Jeffrey M. Busch, Chairman, Chief Executive Officer and President stated, “We are pleased with our strong performance throughout 2021, as we continued to execute our strategic growth plans, operate through the challenges of a pandemic, and source accretive opportunities to grow our portfolio even in a challenging acquisition environment. We significantly grew our net income attributable to common stockholders, FFO and AFFO per share, and increased our total revenue on a year-over-year basis, while reducing leverage and maintaining a strong and flexible balance sheet to support our growth objectives. I want to thank our team for their hard work and dedication throughout the year; their focused efforts and collective contributions are what produced these excellent results. I am proud of the team’s accomplishments and look forward to a promising 2022.”

Financial Results

Rental revenue for the fourth quarter of 2021 increased 21.8% year-over-year to $30.3 million, reflecting the growth in the Company’s portfolio, partially offset by the recognition of a reserve for approximately $0.3 million of rent related to one tenant.

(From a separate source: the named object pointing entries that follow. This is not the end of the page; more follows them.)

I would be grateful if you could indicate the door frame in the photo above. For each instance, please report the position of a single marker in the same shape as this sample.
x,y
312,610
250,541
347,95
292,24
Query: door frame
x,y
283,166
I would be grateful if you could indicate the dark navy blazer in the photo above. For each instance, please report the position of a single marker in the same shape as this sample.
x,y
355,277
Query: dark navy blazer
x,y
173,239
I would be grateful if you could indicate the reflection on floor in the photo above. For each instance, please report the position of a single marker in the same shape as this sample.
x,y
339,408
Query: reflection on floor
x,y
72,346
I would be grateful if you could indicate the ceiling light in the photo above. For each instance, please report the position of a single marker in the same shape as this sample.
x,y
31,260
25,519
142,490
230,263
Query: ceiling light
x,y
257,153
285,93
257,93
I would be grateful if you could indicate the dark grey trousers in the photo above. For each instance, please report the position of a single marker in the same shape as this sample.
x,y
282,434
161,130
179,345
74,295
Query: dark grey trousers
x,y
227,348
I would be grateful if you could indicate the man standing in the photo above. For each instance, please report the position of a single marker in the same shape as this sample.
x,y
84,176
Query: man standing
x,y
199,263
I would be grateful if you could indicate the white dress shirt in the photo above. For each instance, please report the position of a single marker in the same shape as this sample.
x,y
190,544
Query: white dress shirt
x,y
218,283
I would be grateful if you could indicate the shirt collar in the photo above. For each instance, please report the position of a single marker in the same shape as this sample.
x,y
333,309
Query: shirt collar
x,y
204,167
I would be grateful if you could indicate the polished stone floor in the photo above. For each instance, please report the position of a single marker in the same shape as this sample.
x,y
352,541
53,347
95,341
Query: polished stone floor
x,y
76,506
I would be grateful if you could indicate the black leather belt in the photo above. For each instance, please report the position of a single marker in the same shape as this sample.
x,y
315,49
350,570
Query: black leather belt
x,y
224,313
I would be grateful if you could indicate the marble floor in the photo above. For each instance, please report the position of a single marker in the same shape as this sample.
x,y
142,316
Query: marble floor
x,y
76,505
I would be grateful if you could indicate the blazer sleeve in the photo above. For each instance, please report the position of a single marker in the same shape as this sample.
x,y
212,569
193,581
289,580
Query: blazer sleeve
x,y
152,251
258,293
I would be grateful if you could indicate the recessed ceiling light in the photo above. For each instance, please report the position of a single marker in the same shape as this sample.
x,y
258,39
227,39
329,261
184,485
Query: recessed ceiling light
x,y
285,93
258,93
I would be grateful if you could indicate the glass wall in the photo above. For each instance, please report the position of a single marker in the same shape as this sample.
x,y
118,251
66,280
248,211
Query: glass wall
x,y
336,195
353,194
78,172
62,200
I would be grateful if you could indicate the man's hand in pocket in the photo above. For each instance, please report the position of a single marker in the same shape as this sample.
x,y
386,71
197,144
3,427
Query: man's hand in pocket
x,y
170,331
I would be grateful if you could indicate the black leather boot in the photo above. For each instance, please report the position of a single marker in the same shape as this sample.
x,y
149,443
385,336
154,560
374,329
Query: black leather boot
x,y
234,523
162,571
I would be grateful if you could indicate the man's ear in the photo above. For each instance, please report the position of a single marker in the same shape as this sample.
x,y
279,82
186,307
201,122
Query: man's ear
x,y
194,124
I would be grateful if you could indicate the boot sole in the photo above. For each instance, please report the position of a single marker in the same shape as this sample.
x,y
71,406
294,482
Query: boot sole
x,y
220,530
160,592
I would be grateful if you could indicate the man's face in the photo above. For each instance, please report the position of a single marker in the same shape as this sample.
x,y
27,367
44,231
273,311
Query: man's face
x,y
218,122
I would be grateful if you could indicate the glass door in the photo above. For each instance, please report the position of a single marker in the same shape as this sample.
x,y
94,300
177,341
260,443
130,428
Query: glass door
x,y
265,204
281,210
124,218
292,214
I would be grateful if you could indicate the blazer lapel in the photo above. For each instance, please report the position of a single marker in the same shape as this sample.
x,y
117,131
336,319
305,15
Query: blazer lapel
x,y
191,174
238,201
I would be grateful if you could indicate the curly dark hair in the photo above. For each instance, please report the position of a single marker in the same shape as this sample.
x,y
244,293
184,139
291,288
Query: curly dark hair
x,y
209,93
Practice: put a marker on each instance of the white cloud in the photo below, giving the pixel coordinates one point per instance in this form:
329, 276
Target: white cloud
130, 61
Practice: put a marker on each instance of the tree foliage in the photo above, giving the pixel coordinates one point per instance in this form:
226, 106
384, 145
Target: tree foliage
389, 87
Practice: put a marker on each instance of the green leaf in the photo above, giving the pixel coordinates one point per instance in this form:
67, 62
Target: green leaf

Total expenses for the fourth quarter were $25.9 million, compared to $22.3 million for the comparable prior year period, reflecting higher operating, depreciation, and amortization expenses, due primarily to the growth in the Company’s portfolio.

Interest expense for the fourth quarter was $4.8 million, compared to $5.1 million for the comparable prior year period. This change reflects the net impact of slightly higher average borrowings during the current quarter and a lower cost of funds compared to the prior year period.

During the fourth quarter, the Company sold a medical office building in Prescott, Arizona, receiving gross proceeds of $5.5 million and generating a gain of $1.1 million.

Net income attributable to common stockholders for the fourth quarter totaled $3.8 million, or $0.06 per diluted share, compared to $1.1 million, or $0.02 per diluted share, in the comparable prior year period.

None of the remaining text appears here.